Speaking from the House floor, Rep. David Dreier said that at the time, “it was Reagan's belief in the power of free markets and free peoples that saw us through the crisis. Today, I remain hopeful that the Reagan example will be looked to as an inspiration for how to navigate difficult times.”
Dreier voted along mostly party lines against the federal budget this month, arguing it was too heavy on taxes and promoted out-of-control government spending.
Antonovich calls for investigation into deaths
Los Angeles County Sup. Michael Antonovich called for an investigation into the deaths of 14 children who were under the scrutiny of county child welfare officials last year.
Antonovich's call came in light of a report in the Los Angeles Times that the children had died while foster care, even though complaints had been lodged against their families.
The county Department of Child and Family Services told The Times that it had opened investigations into 10 of the 14 cases, and that the child welfare workers involved had been assigned to desk jobs.

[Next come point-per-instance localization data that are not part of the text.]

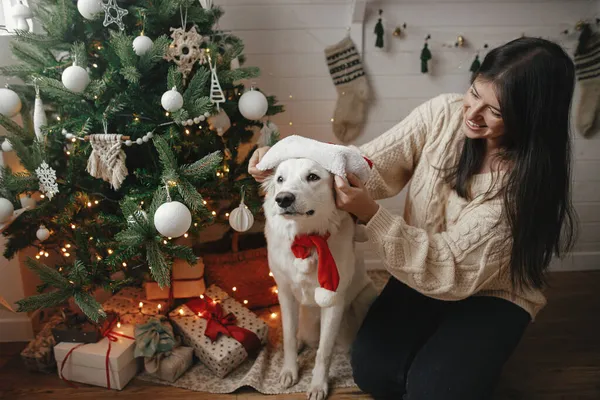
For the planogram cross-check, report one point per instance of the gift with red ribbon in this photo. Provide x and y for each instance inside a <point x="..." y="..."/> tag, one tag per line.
<point x="109" y="363"/>
<point x="222" y="331"/>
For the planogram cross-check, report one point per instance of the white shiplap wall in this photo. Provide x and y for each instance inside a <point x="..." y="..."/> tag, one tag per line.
<point x="286" y="39"/>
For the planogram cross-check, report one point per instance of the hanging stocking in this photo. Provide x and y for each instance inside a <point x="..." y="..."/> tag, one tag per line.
<point x="107" y="160"/>
<point x="345" y="67"/>
<point x="587" y="70"/>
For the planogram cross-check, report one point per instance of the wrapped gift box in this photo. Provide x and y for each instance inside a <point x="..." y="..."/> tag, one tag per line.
<point x="126" y="304"/>
<point x="225" y="353"/>
<point x="87" y="362"/>
<point x="38" y="355"/>
<point x="186" y="281"/>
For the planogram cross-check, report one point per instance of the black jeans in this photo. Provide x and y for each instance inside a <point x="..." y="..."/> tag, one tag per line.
<point x="413" y="347"/>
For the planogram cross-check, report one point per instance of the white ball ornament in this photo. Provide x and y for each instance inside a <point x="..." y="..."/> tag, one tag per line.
<point x="6" y="210"/>
<point x="42" y="233"/>
<point x="253" y="105"/>
<point x="75" y="78"/>
<point x="172" y="219"/>
<point x="172" y="100"/>
<point x="142" y="44"/>
<point x="241" y="219"/>
<point x="90" y="9"/>
<point x="10" y="103"/>
<point x="6" y="146"/>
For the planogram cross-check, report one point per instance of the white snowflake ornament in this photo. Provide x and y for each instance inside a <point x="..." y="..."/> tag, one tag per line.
<point x="47" y="177"/>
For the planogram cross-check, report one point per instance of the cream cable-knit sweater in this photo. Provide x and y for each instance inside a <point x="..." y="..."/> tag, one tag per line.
<point x="445" y="246"/>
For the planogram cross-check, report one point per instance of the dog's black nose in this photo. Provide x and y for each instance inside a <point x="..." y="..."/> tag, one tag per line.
<point x="285" y="199"/>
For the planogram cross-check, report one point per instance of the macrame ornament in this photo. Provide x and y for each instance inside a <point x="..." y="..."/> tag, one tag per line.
<point x="39" y="116"/>
<point x="185" y="50"/>
<point x="107" y="160"/>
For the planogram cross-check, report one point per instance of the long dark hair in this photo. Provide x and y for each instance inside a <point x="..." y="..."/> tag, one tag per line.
<point x="534" y="81"/>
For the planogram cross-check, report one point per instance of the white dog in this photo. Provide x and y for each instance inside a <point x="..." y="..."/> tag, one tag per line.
<point x="300" y="200"/>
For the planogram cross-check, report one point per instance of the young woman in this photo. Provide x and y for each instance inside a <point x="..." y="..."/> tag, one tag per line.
<point x="487" y="208"/>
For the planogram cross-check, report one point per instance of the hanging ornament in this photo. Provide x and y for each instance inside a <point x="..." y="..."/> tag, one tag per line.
<point x="219" y="122"/>
<point x="216" y="93"/>
<point x="6" y="146"/>
<point x="172" y="219"/>
<point x="379" y="31"/>
<point x="10" y="103"/>
<point x="206" y="4"/>
<point x="47" y="178"/>
<point x="39" y="116"/>
<point x="75" y="78"/>
<point x="21" y="14"/>
<point x="475" y="67"/>
<point x="113" y="14"/>
<point x="172" y="100"/>
<point x="241" y="219"/>
<point x="90" y="9"/>
<point x="107" y="160"/>
<point x="42" y="233"/>
<point x="425" y="56"/>
<point x="185" y="50"/>
<point x="253" y="105"/>
<point x="6" y="210"/>
<point x="142" y="45"/>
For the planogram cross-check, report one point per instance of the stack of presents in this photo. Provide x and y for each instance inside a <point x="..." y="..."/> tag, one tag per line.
<point x="158" y="331"/>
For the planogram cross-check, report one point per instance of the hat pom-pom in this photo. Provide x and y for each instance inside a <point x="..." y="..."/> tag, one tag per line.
<point x="325" y="298"/>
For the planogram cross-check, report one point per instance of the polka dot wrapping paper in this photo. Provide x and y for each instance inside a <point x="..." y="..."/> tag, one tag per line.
<point x="224" y="354"/>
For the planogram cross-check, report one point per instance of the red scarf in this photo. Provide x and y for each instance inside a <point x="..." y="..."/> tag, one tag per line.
<point x="327" y="270"/>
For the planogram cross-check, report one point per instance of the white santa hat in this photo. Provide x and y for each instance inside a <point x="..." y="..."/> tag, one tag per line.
<point x="337" y="159"/>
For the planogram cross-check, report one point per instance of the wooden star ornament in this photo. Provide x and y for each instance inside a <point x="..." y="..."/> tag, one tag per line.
<point x="113" y="14"/>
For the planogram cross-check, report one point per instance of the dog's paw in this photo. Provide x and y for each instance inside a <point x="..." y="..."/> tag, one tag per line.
<point x="288" y="377"/>
<point x="318" y="391"/>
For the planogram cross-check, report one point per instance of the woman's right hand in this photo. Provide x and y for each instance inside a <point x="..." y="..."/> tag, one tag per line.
<point x="258" y="175"/>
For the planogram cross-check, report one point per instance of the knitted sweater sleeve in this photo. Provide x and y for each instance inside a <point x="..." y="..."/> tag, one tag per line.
<point x="449" y="265"/>
<point x="396" y="153"/>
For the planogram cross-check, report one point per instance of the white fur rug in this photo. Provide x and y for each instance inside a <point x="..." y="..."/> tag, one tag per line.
<point x="262" y="373"/>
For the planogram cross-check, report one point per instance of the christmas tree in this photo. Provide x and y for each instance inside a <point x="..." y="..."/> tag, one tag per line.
<point x="135" y="132"/>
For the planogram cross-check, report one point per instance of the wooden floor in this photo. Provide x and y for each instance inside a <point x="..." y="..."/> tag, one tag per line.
<point x="559" y="358"/>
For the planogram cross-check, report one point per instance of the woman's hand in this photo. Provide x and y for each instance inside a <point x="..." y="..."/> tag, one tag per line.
<point x="353" y="197"/>
<point x="258" y="175"/>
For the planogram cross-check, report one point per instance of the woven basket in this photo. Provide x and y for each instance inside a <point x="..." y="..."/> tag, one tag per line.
<point x="247" y="271"/>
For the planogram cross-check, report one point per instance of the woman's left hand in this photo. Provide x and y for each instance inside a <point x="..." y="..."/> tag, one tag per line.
<point x="353" y="197"/>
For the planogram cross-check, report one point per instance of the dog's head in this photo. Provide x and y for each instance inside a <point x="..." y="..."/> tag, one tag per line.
<point x="300" y="190"/>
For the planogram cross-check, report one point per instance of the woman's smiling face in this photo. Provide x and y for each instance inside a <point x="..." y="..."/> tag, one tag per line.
<point x="482" y="113"/>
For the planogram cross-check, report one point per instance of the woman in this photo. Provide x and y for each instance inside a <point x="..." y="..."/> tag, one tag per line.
<point x="487" y="208"/>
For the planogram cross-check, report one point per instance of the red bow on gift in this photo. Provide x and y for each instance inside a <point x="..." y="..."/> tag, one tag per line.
<point x="219" y="323"/>
<point x="112" y="336"/>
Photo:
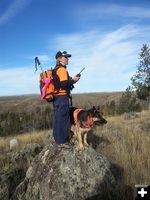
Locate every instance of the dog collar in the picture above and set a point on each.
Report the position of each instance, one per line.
(89, 123)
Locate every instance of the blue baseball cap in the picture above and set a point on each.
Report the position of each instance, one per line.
(62, 53)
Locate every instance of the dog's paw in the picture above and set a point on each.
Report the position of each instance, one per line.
(81, 147)
(86, 144)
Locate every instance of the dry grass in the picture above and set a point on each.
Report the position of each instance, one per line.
(126, 143)
(24, 139)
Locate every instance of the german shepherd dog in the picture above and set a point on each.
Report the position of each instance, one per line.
(84, 121)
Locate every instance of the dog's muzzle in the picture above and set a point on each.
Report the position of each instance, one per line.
(100, 122)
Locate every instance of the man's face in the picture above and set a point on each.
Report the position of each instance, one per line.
(63, 60)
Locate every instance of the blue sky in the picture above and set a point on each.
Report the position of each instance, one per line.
(105, 36)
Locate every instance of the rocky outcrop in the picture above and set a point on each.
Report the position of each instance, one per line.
(66, 174)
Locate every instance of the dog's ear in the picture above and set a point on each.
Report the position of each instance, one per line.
(93, 108)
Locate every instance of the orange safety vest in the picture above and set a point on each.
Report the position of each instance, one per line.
(63, 75)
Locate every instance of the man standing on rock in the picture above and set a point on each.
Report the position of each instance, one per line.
(64, 84)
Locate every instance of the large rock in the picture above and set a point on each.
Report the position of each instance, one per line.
(66, 174)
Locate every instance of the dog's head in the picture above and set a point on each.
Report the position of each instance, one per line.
(97, 116)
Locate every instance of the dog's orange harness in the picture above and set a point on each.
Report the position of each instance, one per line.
(86, 125)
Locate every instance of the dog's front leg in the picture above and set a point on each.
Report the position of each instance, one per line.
(85, 139)
(79, 137)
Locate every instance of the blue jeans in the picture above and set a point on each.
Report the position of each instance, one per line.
(61, 119)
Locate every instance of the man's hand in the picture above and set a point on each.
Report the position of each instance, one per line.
(76, 78)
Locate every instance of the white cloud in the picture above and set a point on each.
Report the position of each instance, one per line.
(101, 10)
(13, 10)
(110, 58)
(16, 81)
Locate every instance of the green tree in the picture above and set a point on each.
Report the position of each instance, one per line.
(141, 79)
(128, 102)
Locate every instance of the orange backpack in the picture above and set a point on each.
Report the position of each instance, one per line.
(47, 87)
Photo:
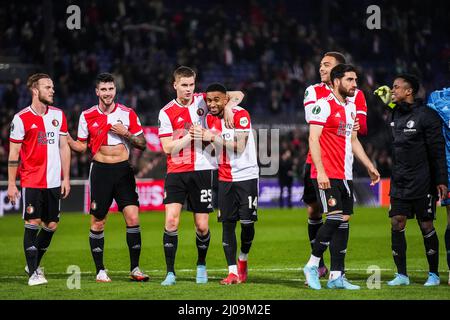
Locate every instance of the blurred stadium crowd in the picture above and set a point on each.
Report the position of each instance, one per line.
(268, 49)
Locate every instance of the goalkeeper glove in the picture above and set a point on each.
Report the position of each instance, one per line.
(384, 93)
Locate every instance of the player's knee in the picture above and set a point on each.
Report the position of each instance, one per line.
(426, 226)
(172, 223)
(98, 225)
(52, 226)
(398, 222)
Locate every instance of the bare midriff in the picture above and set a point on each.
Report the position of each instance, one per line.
(112, 154)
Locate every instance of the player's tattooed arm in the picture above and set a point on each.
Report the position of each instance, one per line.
(136, 141)
(13, 163)
(235, 97)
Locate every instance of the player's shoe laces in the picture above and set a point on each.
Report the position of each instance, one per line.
(312, 277)
(322, 271)
(202, 276)
(399, 280)
(230, 279)
(170, 279)
(341, 283)
(36, 279)
(102, 276)
(39, 271)
(138, 275)
(433, 280)
(242, 270)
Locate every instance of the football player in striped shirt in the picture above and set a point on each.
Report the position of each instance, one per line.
(39, 139)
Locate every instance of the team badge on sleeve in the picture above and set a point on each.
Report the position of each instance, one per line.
(243, 121)
(200, 112)
(332, 202)
(316, 110)
(30, 209)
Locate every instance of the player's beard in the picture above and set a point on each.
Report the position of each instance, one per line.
(345, 93)
(45, 101)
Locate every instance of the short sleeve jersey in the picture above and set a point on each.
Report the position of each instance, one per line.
(40, 161)
(233, 166)
(174, 121)
(337, 120)
(322, 90)
(94, 126)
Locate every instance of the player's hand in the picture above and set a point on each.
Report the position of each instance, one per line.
(119, 129)
(323, 181)
(442, 191)
(197, 132)
(384, 93)
(228, 117)
(356, 126)
(65, 188)
(13, 194)
(374, 175)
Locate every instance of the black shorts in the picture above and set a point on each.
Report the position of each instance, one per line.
(238, 201)
(309, 192)
(424, 209)
(44, 204)
(337, 199)
(193, 186)
(110, 181)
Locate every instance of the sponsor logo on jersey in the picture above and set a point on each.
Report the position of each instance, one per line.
(316, 110)
(410, 124)
(46, 137)
(332, 202)
(243, 121)
(30, 209)
(200, 112)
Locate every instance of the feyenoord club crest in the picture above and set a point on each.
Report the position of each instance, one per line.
(332, 202)
(200, 112)
(30, 209)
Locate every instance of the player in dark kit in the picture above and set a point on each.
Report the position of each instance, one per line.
(110, 129)
(39, 136)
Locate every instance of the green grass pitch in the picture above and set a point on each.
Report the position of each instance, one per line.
(279, 250)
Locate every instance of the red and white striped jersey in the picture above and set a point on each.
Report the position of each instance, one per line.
(322, 90)
(234, 166)
(40, 161)
(94, 126)
(174, 121)
(337, 120)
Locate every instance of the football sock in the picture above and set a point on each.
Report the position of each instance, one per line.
(338, 248)
(229, 242)
(134, 245)
(97, 243)
(447, 244)
(30, 247)
(431, 243)
(202, 243)
(399, 250)
(314, 226)
(170, 242)
(44, 238)
(247, 236)
(325, 234)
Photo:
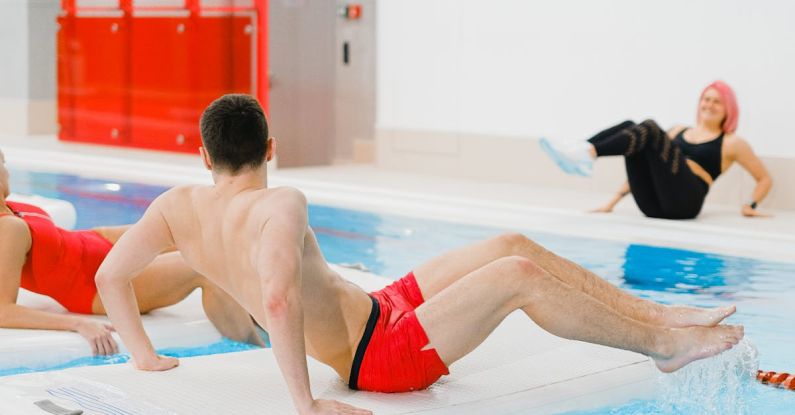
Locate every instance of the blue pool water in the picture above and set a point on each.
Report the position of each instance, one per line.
(391, 245)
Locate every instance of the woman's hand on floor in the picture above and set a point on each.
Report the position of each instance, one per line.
(99, 336)
(749, 212)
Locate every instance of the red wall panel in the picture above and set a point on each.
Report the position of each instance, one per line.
(143, 80)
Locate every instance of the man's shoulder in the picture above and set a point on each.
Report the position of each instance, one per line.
(177, 193)
(284, 197)
(280, 201)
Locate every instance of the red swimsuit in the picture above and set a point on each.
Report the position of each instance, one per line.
(61, 264)
(390, 356)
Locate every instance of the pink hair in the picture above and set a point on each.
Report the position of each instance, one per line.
(729, 100)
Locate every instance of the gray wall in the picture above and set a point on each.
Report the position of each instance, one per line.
(14, 44)
(301, 63)
(42, 34)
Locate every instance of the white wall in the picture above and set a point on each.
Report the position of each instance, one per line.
(566, 68)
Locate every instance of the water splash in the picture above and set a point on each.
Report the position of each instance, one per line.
(719, 385)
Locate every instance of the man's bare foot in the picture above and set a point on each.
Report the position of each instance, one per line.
(694, 343)
(680, 316)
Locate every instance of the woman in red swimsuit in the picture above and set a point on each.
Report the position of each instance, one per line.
(40, 257)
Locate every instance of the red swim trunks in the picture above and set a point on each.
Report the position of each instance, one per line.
(390, 356)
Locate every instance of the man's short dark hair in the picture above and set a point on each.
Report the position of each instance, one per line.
(235, 133)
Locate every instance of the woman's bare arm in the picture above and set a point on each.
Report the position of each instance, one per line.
(14, 245)
(745, 156)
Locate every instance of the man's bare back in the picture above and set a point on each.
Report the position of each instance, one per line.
(255, 243)
(226, 251)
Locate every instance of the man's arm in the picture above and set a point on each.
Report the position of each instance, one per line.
(136, 249)
(279, 266)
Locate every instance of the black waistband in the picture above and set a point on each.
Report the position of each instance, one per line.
(368, 333)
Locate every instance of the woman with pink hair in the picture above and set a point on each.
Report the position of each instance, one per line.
(669, 173)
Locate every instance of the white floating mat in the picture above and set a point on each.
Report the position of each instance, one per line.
(519, 369)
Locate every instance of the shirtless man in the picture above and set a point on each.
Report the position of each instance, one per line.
(254, 242)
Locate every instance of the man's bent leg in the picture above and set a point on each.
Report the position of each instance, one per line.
(438, 273)
(460, 317)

Congressional proposal targets truck safety
Truckers, like the one who smashed through a La Cañada Flintridge bookstore and killed two on April 1, may have an incentive to add safety devices to their vehicles if a new congressional proposal gains approval.
Republican Rep. David Dreier has cosponsored a resolution that would give trucking companies a tax credit for purchasing technologies that aim to improve safety in truck operations, he said in a statement.
The plan would encourage companies to equip their trucks with brake stroke monitoring, lane departure warning, collision warning and vehicle stability systems.
It will also push for more research for truck-specific satellite navigation systems that might help drivers find the best routes for their big rigs, Dreier said. Improved technology for trucks could prevent future accidents, he said.
“The recent accidents in La Cañada Flintridge have brought to the forefront the gaps in the dissemination of information on road conditions and safe routes, especially for the trucking industry,” he said. “We must take steps to prevent these tragic circumstances from causing any more fatalities in Southern California or anywhere else in the country.”
If passed, the government would offer a 50% tax credit for truck safety purchases, worth up to $1,500 per individual system. The credits would be capped at $3,500 per truck and $350,000 per company.
Navigation systems could be an important addition to the list of products that the incentives would apply to, but more study on the subject is needed, Dreier said.